21.1 Things that Have Gone Wrong and Why

We have learned these lessons the hard way: over the years we have had a number of “uncontrolled descents,” mostly of student-designed and -built aircraft (but not always). We try not to intervene too strongly into our student groups during their project work since we find they tend to learn more if allowed to make their own mistakes. What follows is a list of some the things that have gone wrong and why – it is a bit of a rogue's gallery but we would not pretend that we only ever make perfect aircraft at the University of Southampton:

A failure to ensure a positive static margin led to an aircraft taking off and immediately stalling during a fast taxi test (this occurred when a test was being carried out without Paul being present).

A failure to ensure dynamic stability led one aircraft to exhibit uncontrollable Dutch roll.
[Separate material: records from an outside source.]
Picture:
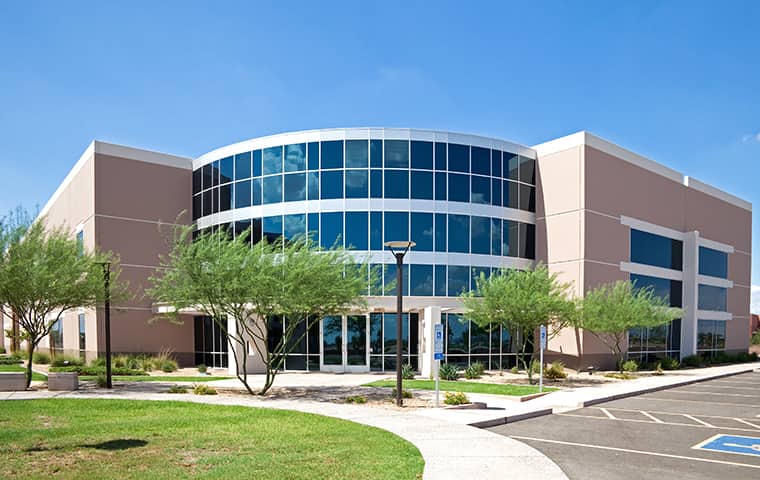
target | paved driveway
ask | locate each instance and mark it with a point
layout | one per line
(708, 430)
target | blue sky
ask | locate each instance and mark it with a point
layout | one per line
(675, 81)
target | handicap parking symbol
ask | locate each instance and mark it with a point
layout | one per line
(731, 444)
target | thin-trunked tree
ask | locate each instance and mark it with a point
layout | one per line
(228, 278)
(520, 301)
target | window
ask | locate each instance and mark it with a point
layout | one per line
(712, 298)
(651, 249)
(713, 262)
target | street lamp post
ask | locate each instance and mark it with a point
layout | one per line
(399, 249)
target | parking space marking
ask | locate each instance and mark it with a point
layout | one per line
(640, 452)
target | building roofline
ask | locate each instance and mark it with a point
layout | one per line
(589, 139)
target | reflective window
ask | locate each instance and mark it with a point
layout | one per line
(273, 189)
(396, 154)
(422, 155)
(651, 249)
(295, 157)
(357, 154)
(272, 160)
(243, 166)
(357, 230)
(712, 298)
(422, 185)
(396, 183)
(332, 184)
(713, 262)
(459, 233)
(357, 184)
(295, 187)
(422, 231)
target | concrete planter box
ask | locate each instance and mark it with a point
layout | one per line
(12, 381)
(63, 381)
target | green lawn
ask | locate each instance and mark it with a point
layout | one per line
(467, 387)
(72, 438)
(21, 368)
(162, 378)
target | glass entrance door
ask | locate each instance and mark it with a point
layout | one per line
(345, 344)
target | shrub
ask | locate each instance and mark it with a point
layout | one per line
(448, 372)
(555, 371)
(42, 358)
(202, 389)
(455, 398)
(630, 366)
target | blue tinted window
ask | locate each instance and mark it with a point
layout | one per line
(440, 280)
(332, 184)
(713, 262)
(459, 188)
(440, 232)
(295, 225)
(376, 230)
(422, 231)
(243, 166)
(257, 168)
(481, 235)
(712, 298)
(357, 230)
(396, 226)
(481, 161)
(396, 183)
(459, 233)
(421, 280)
(481, 190)
(376, 153)
(313, 151)
(357, 184)
(243, 194)
(295, 187)
(459, 158)
(459, 280)
(273, 189)
(422, 155)
(295, 157)
(422, 185)
(396, 154)
(331, 229)
(272, 160)
(332, 154)
(651, 249)
(357, 154)
(440, 156)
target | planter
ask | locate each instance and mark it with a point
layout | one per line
(63, 381)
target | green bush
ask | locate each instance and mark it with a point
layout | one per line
(448, 371)
(455, 398)
(41, 358)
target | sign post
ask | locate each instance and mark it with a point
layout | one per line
(437, 356)
(541, 359)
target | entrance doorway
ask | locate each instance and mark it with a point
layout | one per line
(345, 343)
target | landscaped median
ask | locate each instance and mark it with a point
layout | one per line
(98, 438)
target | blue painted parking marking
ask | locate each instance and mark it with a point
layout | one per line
(731, 444)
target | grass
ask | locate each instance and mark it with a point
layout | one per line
(468, 387)
(21, 368)
(77, 438)
(159, 378)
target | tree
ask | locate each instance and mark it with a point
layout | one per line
(44, 273)
(254, 286)
(520, 301)
(611, 310)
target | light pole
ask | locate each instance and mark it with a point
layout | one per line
(399, 248)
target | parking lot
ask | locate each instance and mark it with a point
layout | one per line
(707, 430)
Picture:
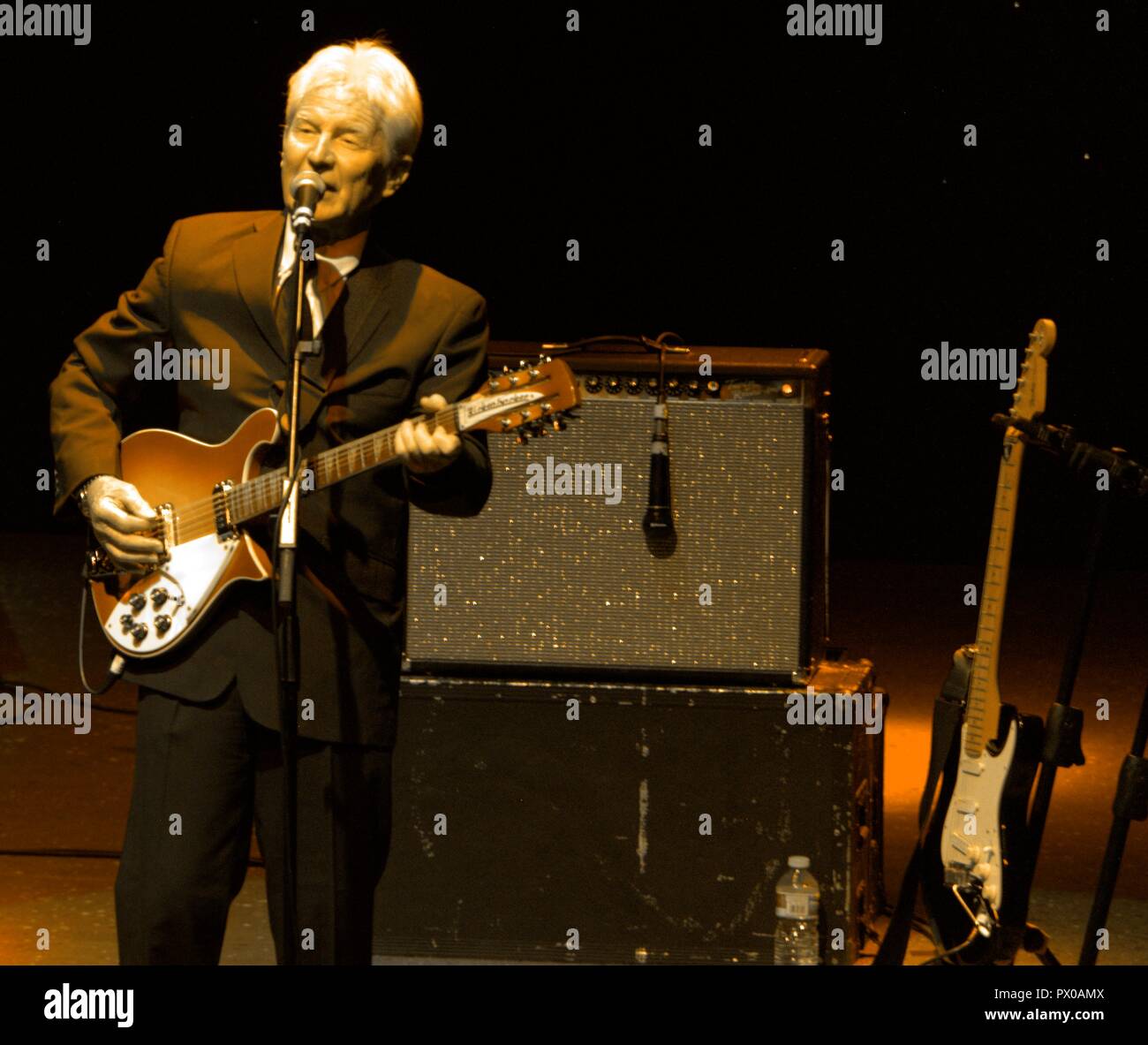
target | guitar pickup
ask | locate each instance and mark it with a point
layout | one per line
(221, 504)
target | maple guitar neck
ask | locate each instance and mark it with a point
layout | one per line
(245, 501)
(984, 705)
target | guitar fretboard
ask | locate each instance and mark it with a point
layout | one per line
(984, 708)
(245, 501)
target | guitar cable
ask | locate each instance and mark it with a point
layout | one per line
(115, 670)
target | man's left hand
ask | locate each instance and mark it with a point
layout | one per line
(423, 451)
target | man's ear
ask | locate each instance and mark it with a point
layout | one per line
(397, 173)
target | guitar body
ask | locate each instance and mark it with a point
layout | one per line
(979, 845)
(205, 494)
(978, 866)
(169, 469)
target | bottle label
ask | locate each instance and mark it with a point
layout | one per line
(799, 905)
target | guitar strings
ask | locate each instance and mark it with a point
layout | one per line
(203, 512)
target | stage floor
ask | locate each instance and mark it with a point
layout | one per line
(64, 791)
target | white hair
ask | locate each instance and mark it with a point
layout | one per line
(374, 72)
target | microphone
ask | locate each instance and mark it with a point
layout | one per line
(306, 188)
(658, 525)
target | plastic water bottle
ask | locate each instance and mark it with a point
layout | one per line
(798, 898)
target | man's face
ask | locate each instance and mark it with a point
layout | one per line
(334, 134)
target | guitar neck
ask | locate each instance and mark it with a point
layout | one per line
(984, 695)
(245, 501)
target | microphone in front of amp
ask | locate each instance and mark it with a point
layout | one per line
(658, 525)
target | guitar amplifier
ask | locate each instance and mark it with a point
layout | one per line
(615, 822)
(555, 578)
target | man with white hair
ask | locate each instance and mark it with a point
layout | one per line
(397, 337)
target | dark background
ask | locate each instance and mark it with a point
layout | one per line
(593, 136)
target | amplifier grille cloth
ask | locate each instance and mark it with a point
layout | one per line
(567, 580)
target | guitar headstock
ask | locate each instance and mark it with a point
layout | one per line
(1029, 398)
(524, 400)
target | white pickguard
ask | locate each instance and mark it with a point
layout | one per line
(971, 845)
(187, 579)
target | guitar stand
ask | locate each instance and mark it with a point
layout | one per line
(1131, 803)
(1062, 746)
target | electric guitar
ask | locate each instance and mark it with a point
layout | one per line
(203, 495)
(977, 895)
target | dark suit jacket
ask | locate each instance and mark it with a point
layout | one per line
(213, 288)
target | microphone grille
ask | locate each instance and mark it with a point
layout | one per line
(306, 178)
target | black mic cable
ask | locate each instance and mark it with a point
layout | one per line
(658, 525)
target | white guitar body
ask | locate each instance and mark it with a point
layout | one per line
(172, 596)
(971, 844)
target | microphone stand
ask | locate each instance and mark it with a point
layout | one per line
(1062, 738)
(287, 654)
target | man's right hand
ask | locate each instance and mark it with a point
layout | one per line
(117, 513)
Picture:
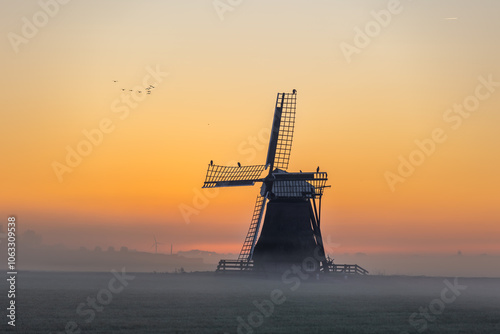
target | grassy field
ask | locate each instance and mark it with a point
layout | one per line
(206, 303)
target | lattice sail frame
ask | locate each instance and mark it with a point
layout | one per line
(232, 176)
(299, 185)
(280, 143)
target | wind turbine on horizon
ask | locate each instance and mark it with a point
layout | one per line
(155, 244)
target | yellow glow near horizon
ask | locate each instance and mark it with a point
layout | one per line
(354, 120)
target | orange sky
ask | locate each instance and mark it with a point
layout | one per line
(354, 119)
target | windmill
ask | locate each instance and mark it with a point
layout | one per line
(291, 225)
(155, 244)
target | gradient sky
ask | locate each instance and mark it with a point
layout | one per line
(353, 120)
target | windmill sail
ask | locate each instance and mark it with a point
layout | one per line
(231, 176)
(249, 244)
(280, 143)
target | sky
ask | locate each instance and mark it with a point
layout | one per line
(398, 101)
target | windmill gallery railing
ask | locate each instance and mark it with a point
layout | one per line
(238, 266)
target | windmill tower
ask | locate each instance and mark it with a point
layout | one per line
(291, 225)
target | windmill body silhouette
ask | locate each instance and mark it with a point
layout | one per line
(290, 231)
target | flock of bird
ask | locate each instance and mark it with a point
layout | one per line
(148, 89)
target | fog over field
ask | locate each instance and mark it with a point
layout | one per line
(124, 302)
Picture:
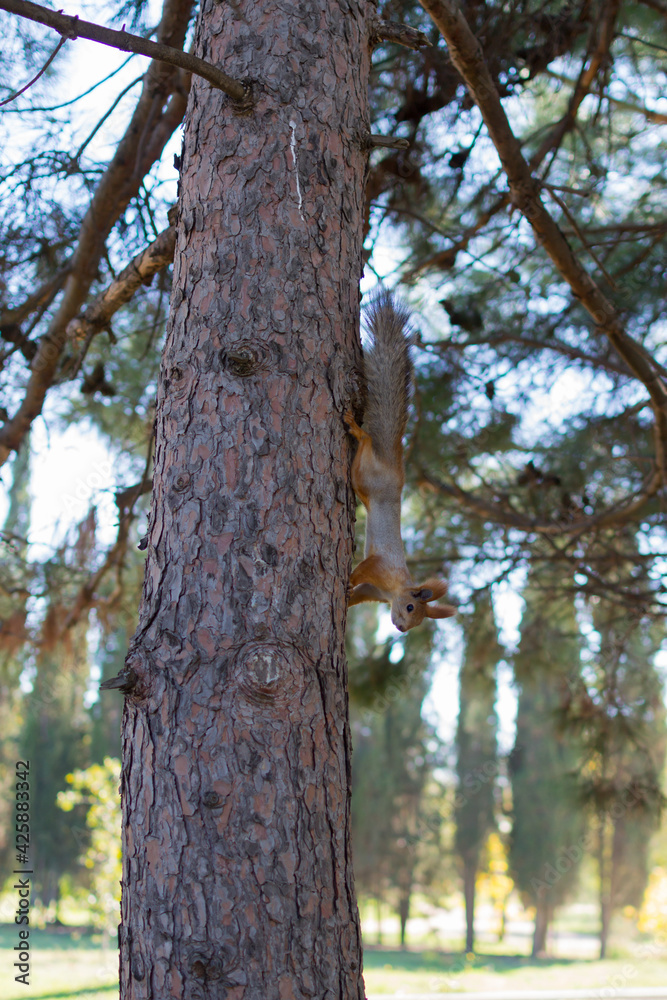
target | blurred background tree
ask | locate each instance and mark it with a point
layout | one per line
(536, 451)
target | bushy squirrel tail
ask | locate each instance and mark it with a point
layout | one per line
(388, 372)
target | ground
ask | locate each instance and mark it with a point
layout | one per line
(71, 964)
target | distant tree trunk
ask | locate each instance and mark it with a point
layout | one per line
(237, 877)
(542, 919)
(403, 914)
(469, 876)
(605, 870)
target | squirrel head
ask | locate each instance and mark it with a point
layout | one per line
(412, 604)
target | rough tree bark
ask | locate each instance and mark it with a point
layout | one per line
(237, 879)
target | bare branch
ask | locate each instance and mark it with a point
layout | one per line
(74, 27)
(145, 137)
(621, 512)
(635, 108)
(29, 84)
(153, 258)
(401, 34)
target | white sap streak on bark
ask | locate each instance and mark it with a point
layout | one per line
(296, 167)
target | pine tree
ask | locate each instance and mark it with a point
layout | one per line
(547, 838)
(477, 756)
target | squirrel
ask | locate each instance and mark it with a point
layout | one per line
(378, 475)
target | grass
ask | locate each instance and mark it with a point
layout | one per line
(70, 964)
(387, 972)
(65, 964)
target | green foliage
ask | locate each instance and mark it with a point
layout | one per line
(97, 788)
(397, 805)
(545, 842)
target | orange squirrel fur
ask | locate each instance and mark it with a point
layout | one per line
(378, 476)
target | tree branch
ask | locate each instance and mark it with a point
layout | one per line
(614, 516)
(467, 56)
(153, 258)
(142, 144)
(638, 109)
(401, 34)
(74, 27)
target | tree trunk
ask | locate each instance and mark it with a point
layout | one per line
(237, 878)
(403, 914)
(605, 832)
(542, 918)
(469, 874)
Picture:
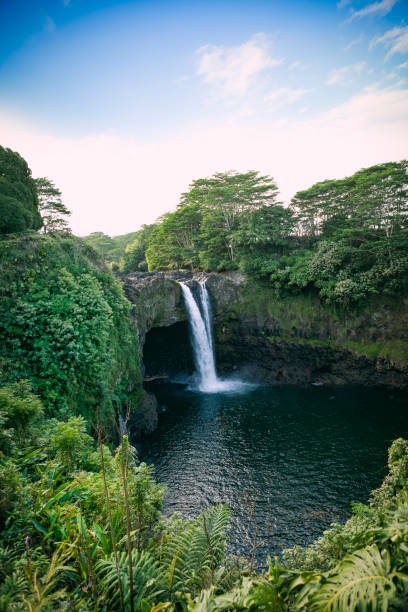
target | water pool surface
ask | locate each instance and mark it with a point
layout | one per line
(288, 460)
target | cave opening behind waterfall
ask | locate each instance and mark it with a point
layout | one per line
(167, 351)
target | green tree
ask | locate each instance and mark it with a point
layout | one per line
(54, 213)
(135, 252)
(223, 200)
(18, 195)
(175, 242)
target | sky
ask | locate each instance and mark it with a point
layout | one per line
(123, 104)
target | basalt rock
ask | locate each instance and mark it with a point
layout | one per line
(144, 420)
(292, 341)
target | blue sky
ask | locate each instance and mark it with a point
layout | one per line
(122, 104)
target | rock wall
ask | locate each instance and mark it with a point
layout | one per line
(292, 341)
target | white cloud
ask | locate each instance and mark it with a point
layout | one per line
(114, 185)
(354, 42)
(295, 65)
(284, 95)
(49, 25)
(381, 8)
(396, 40)
(342, 76)
(343, 3)
(233, 70)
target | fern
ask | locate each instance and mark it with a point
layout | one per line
(194, 554)
(147, 579)
(362, 581)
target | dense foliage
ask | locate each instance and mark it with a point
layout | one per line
(113, 248)
(18, 195)
(65, 325)
(82, 529)
(81, 526)
(344, 240)
(53, 211)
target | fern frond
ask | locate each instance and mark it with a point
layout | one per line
(362, 581)
(147, 578)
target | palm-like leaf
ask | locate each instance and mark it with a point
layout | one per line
(362, 581)
(147, 578)
(193, 555)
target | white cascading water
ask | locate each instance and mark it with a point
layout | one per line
(202, 342)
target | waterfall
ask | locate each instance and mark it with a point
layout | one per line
(201, 338)
(199, 316)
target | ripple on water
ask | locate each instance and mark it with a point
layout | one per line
(294, 458)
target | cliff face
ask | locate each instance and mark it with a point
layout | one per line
(292, 341)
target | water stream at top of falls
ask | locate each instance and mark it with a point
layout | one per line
(199, 316)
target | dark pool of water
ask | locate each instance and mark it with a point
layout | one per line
(298, 456)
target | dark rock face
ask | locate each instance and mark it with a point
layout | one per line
(266, 340)
(268, 360)
(167, 351)
(144, 420)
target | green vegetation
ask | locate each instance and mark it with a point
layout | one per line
(52, 210)
(18, 195)
(81, 526)
(65, 325)
(64, 542)
(343, 240)
(111, 249)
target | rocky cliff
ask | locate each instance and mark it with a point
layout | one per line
(292, 341)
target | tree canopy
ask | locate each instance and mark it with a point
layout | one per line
(54, 213)
(220, 220)
(18, 195)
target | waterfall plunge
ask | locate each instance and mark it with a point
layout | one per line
(202, 342)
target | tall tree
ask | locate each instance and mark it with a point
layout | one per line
(54, 213)
(18, 195)
(224, 200)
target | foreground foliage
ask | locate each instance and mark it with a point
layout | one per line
(65, 325)
(65, 544)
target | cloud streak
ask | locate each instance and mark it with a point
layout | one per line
(232, 71)
(381, 8)
(396, 40)
(369, 128)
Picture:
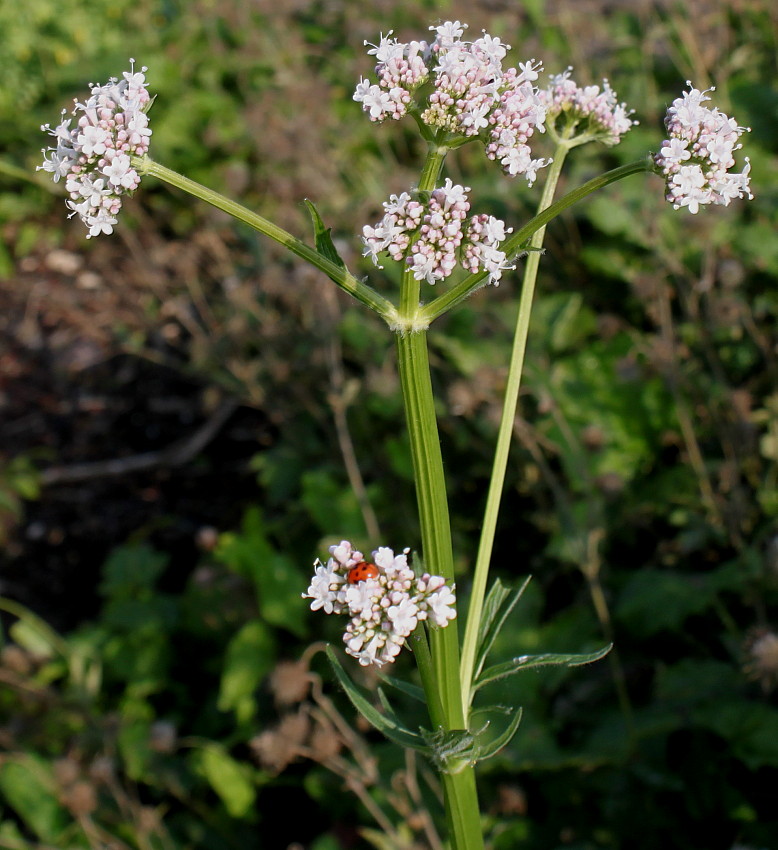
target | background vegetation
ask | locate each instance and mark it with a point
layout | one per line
(188, 419)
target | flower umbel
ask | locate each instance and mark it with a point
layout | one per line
(442, 235)
(586, 113)
(385, 606)
(472, 96)
(94, 156)
(696, 159)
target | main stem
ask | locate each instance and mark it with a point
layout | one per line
(504, 436)
(440, 671)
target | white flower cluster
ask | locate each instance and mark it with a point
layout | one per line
(696, 159)
(94, 156)
(602, 116)
(443, 236)
(472, 97)
(385, 600)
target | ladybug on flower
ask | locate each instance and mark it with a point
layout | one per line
(384, 597)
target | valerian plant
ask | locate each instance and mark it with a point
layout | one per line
(458, 92)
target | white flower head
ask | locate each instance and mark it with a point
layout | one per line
(95, 155)
(384, 599)
(696, 159)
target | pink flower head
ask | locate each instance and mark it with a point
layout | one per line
(385, 600)
(696, 160)
(433, 237)
(591, 112)
(94, 157)
(472, 95)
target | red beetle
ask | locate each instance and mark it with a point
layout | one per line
(362, 571)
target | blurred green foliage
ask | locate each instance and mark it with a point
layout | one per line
(643, 491)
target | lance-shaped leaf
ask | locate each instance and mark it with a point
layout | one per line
(498, 604)
(526, 662)
(408, 688)
(388, 724)
(451, 749)
(485, 747)
(321, 234)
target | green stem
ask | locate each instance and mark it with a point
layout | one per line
(361, 291)
(438, 664)
(518, 240)
(505, 433)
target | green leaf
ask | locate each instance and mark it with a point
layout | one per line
(450, 749)
(28, 785)
(230, 779)
(408, 688)
(499, 603)
(324, 243)
(387, 724)
(526, 662)
(250, 656)
(488, 746)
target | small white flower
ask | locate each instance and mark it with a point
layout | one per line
(696, 159)
(384, 609)
(94, 157)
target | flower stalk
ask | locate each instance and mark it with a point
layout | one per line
(505, 432)
(341, 276)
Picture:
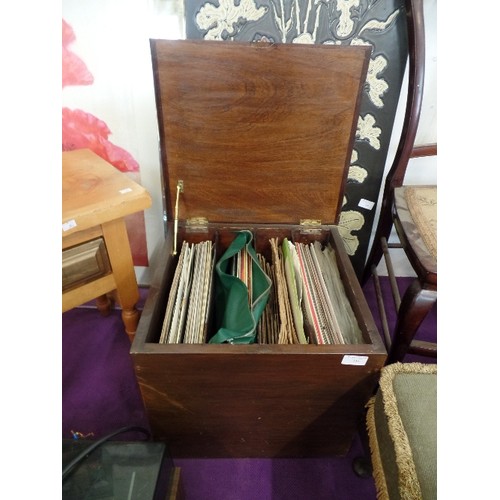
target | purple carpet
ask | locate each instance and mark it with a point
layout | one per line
(100, 395)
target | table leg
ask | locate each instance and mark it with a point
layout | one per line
(120, 257)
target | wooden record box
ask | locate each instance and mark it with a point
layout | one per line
(255, 136)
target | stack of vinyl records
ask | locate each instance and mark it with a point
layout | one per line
(307, 302)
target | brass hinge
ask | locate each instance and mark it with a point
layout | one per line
(310, 222)
(196, 222)
(180, 189)
(310, 226)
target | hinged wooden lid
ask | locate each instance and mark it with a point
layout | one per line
(257, 132)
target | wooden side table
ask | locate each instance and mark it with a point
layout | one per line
(96, 256)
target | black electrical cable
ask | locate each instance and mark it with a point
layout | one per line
(98, 443)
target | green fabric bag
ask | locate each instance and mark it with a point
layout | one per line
(236, 320)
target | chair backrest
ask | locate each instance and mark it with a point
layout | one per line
(394, 28)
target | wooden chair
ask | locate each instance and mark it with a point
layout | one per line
(404, 208)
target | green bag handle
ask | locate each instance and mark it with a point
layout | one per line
(235, 319)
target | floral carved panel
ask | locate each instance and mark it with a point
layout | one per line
(378, 23)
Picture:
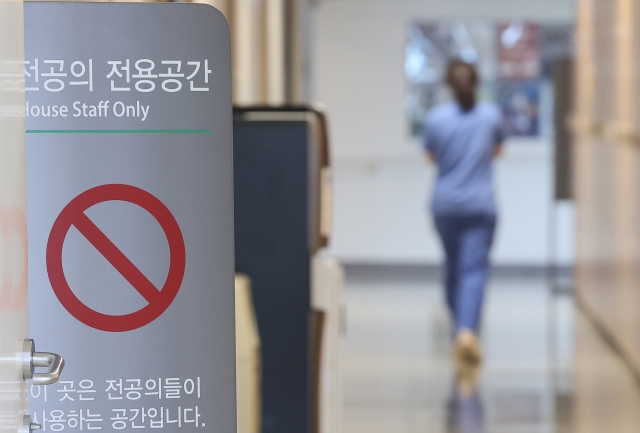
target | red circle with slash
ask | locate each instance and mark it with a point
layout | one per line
(159, 299)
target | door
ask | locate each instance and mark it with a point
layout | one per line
(13, 227)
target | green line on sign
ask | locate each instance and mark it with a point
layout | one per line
(118, 131)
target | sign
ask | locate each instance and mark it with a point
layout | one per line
(73, 215)
(130, 211)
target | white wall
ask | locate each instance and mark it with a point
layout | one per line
(381, 182)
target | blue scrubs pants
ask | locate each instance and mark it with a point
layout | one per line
(466, 241)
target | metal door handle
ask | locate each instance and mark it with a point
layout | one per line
(28, 426)
(32, 359)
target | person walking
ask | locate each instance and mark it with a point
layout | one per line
(462, 137)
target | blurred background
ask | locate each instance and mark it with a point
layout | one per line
(561, 323)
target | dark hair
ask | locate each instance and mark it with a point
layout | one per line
(457, 63)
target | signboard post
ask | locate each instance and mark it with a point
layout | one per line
(130, 210)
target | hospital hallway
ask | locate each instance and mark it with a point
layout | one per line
(546, 368)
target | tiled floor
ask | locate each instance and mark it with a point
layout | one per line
(545, 370)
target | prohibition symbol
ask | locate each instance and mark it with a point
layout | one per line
(159, 299)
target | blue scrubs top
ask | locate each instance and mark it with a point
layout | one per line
(463, 144)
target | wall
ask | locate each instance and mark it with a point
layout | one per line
(381, 182)
(607, 174)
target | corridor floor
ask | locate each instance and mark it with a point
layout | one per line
(545, 369)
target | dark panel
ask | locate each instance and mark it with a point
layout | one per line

This was a flying boat and the very large area of hull forward of the aerodynamic center needed a far larger vertical tail volume than is normally required on conventional aircraft, see Figure 21.4 (note that an XFLR5 analysis would not have revealed this since XFLR5 does not model fuselage side forces).

Figure 21.4 Student-designed flying boat with large hull volume forward and insufficient vertical tail volume aft.
A failure to ensure that a set of laser-cut plywood spar parts had been correctly placed in the clamping jig during manufacture led to a main spar failure during extreme maneuvers. A simple spar load or ground vibration test would have revealed this, but neither was carried out prior to flight.
An engine failure on a single-engine aircraft meant that the aircraft did not have sufficient height to glide back to our test runway, leading to a controlled ditching in the adjacent field. The low-speed screw on the carburetor was poorly set, and when opening the throttle rapidly from idle, the engine stalled.
The adoption of a radical, all-steerable and split elevator on a research aircraft had a highly nonlinear impact on controllability, causing the aircraft to suddenly nose-dive on a steep turn into toward final approach, see Figure 21.5. The aircraft had previously appeared to have benign characteristics. One should always fully explore the envelope with sufficient altitude to maximize the chances of recovery from such mishaps. The rebuilt aircraft has a fence at the elevator split, which mitigates this problem.

Figure 21.5 Aircraft with split all-moving elevator. (a) Without dividing fence. (b) With fence.
Engine vibrations caused an autopilot to fail. We now extensively test the mountings of our autopilots in the lab prior to operations, using signals measured on the target aircraft, see Figure 21.6.

Figure 21.6 Autopilot on vibration test.
Engine vibrations caused a power isolation switch to momentarily open and thus initiated the engine ignition safety cut-out system, forcing the pilot to glide the unpowered aircraft back to the landing strip.
A sizing error during concept design led to an aircraft being built with wings that were too small given the installed power; this was not revealed until its first catapult launch, Figure 21.7.

Figure 21.7 Student UAV with undersized wings. The open payload bay also added to stability issues.
Repeated autonomous landings on a concrete runway led to low-cycle fatigue of a main wheel axle due to the significant impact loads experienced. Subsequent use of laser height finding mitigated these issues on automated landings, Figure 21.8.

Figure 21.8 2SEAS aircraft after failure of main wheel axle.

Despite this apparent litany of failures, our aircraft fly successfully much more often than not; so we would encourage anyone setting out to design and build his/her own unmanned air system (UAS) to go right ahead. It is not nearly as daunting as one might initially think (even given the size of this book) and it can be a great deal of fun. Certainly, our student teams enjoy the experience enormously and clearly get a great thrill when “their” aircraft takes wing for the first time. Even those whose aircraft do not perform as desired learn a great deal from actually being directly involved in the whole process from first ideas to final flight.